What really gets stuck in my computer keys is this mindset, usually by non-writers, that writing a story is easy. Now wait! We are writers. We understand how things in our story worlds must be logical. So let’s look at this assumption logically.
When you think about it, writers must create a whole new world that didn’t exist before in story, no matter what the genre. Historical fiction begins with the facts. Then the writer leaps from there to create a fictional world and situation. Fantasy and science-fiction work this way, too. The more the writer grounds the story base in fact or myths or beliefs, the more realistic the story seems. Each world needs to follow a logical set of rules just like in reality. Even in contemporary stories, writers must research facts and details to base their worlds in possibility. And this all takes time and effort.
Once the writer has a genre and sets up the world, she needs to populate it with characters; a protagonist, an antagonist, and secondary characters. Each character then needs his or her own backstory and belief system and personal problems.
Note: Worlds or characters or situations, begin with what works best for you. There is no one way to write. However, the worlds, characters, and situations must seem realistic to the reader.

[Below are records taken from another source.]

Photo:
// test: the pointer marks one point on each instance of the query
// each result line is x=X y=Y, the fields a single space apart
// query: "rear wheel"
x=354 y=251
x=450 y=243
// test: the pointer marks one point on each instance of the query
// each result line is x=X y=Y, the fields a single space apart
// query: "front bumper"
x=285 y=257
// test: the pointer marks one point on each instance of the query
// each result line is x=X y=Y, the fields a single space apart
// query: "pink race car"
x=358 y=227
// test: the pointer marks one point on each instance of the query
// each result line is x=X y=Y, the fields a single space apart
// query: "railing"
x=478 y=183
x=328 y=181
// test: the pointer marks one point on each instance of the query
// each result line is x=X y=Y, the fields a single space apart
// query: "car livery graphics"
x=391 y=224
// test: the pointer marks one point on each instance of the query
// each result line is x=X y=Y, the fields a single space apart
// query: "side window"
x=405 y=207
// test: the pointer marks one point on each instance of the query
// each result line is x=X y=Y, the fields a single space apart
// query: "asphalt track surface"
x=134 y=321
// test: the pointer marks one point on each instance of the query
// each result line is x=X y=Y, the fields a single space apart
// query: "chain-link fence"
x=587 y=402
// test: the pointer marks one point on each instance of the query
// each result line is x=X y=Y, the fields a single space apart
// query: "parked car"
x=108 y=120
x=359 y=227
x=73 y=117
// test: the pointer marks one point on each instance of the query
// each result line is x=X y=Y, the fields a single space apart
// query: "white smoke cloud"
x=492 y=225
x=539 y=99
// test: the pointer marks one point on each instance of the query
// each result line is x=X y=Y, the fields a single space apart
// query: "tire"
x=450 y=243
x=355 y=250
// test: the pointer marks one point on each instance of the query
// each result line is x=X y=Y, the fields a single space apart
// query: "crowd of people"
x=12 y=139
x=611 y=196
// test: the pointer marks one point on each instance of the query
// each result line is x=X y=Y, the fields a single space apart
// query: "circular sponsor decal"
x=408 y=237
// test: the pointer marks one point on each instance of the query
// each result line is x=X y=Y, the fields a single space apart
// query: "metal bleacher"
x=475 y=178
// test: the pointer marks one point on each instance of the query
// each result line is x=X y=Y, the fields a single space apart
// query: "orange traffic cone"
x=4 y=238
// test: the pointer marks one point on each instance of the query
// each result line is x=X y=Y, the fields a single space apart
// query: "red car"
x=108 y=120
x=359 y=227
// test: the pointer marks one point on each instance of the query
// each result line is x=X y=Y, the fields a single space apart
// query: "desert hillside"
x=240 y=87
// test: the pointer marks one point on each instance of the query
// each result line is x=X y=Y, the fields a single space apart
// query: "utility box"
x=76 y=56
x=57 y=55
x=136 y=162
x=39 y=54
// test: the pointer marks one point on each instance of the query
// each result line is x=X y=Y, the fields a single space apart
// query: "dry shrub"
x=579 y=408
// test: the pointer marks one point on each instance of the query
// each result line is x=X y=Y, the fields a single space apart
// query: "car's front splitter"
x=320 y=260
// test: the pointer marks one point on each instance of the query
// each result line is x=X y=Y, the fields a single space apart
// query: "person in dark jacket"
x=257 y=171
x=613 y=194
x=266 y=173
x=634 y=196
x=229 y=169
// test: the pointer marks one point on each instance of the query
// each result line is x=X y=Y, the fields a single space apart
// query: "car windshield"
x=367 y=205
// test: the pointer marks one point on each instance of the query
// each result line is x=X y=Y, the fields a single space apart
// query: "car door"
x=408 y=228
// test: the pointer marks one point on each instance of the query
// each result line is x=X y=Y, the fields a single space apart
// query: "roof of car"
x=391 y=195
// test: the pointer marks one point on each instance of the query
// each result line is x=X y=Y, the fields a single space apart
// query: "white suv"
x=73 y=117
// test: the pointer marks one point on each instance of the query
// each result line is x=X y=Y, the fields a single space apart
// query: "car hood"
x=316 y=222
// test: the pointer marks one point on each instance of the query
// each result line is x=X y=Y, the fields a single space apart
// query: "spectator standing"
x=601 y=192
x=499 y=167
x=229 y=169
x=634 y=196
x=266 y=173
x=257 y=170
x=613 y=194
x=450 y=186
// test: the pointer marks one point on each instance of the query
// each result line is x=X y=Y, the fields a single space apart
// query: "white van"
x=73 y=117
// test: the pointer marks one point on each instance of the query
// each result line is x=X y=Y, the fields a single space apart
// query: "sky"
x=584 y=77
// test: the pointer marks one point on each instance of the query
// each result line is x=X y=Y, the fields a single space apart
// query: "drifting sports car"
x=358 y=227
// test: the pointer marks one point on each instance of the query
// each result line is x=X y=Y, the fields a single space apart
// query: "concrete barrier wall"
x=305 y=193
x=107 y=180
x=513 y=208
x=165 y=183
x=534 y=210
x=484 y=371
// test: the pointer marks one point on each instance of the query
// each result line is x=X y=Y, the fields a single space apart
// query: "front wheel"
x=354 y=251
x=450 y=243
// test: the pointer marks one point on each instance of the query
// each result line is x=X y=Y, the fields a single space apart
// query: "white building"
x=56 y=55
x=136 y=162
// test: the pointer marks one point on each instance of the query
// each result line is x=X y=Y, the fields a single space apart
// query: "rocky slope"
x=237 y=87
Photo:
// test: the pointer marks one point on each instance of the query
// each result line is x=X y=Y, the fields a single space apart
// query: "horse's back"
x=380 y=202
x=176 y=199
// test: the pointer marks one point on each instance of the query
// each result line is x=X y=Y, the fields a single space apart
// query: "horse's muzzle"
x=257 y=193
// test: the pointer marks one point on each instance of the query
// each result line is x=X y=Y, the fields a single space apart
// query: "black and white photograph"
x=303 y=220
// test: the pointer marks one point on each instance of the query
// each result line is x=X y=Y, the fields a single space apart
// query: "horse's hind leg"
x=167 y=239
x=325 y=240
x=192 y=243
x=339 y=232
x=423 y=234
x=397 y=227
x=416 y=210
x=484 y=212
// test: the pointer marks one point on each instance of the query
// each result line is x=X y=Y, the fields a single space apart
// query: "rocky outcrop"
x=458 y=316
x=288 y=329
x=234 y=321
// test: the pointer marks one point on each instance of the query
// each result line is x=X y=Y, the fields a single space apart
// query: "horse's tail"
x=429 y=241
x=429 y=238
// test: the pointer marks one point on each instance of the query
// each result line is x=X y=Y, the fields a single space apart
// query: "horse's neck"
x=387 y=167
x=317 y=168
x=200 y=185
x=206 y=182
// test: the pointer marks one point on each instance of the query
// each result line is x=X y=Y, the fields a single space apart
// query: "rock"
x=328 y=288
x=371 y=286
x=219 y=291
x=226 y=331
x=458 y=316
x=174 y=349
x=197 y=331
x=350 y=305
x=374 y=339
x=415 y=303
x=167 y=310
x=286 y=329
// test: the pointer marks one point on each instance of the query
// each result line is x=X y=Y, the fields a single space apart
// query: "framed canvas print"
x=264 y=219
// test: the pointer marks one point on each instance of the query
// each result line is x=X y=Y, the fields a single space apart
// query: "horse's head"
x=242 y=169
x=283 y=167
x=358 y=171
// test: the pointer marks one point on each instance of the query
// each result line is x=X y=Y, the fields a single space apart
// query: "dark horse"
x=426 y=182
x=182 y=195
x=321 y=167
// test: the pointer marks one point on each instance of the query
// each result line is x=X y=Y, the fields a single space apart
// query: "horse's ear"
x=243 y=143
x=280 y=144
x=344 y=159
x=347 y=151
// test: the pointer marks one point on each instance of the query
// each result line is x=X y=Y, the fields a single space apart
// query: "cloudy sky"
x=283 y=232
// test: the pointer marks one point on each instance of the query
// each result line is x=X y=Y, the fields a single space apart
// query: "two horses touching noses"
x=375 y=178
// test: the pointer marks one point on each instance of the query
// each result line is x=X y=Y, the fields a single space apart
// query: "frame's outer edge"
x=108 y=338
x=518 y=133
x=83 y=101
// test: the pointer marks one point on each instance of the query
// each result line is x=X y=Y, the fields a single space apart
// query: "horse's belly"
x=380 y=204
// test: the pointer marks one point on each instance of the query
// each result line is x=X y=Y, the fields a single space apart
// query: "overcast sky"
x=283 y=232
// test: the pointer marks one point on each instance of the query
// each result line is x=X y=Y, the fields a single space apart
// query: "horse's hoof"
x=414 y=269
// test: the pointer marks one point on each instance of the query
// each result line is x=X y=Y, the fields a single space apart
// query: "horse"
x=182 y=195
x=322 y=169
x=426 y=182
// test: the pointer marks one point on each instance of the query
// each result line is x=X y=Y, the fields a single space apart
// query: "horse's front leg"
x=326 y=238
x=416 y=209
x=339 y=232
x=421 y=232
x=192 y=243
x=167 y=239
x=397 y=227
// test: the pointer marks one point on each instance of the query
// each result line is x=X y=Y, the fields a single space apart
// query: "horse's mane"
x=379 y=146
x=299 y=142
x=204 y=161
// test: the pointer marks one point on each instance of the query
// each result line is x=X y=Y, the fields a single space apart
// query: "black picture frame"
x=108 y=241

Creating art from words requires discipline. Like any profession, one must commit to completing a project. That means devoting the time to the task, whether you are learning new skills and methods through workshops and courses, or quieting that nagging critic in your head so you can move forward in your story.
Writers are very brave. They must allow their characters, and thereby themselves, to be vulnerable on the page for all to see. Writers make mistakes. But they figuratively pick themselves up, put Band-Aids on their kneecaps if necessary, and dig in again. And sometimes, again and again. For writers understand that raw and true emotion intensifies tension in story. It connects readers to characters.
And the bravery continues when the writer begins to share her newborn story in critique sessions or with a critique partner. A writer is a fragile creature, as I’ve said before. The courage to “bleed on the page” as Hemingway said and then show it to others for their opinions is what makes writers so brave. The writer must be open to other’s thoughts on their creation, however, before sending it out into the world to see what agents or editors think or stepping into self-publishing. They should seriously consider any comments that come up more than once.
Maya Angelou had it right when she said, “There is no greater agony than bearing an untold story inside you.”
Writers are compelled to create stories. And they need to do it again. And again. And again. Writing a story is hard work. It’s the writer researching and calculating and understanding difficult phenomena. What do you think? Do you think writing a story is easy? If so, PLEASE, share some tips.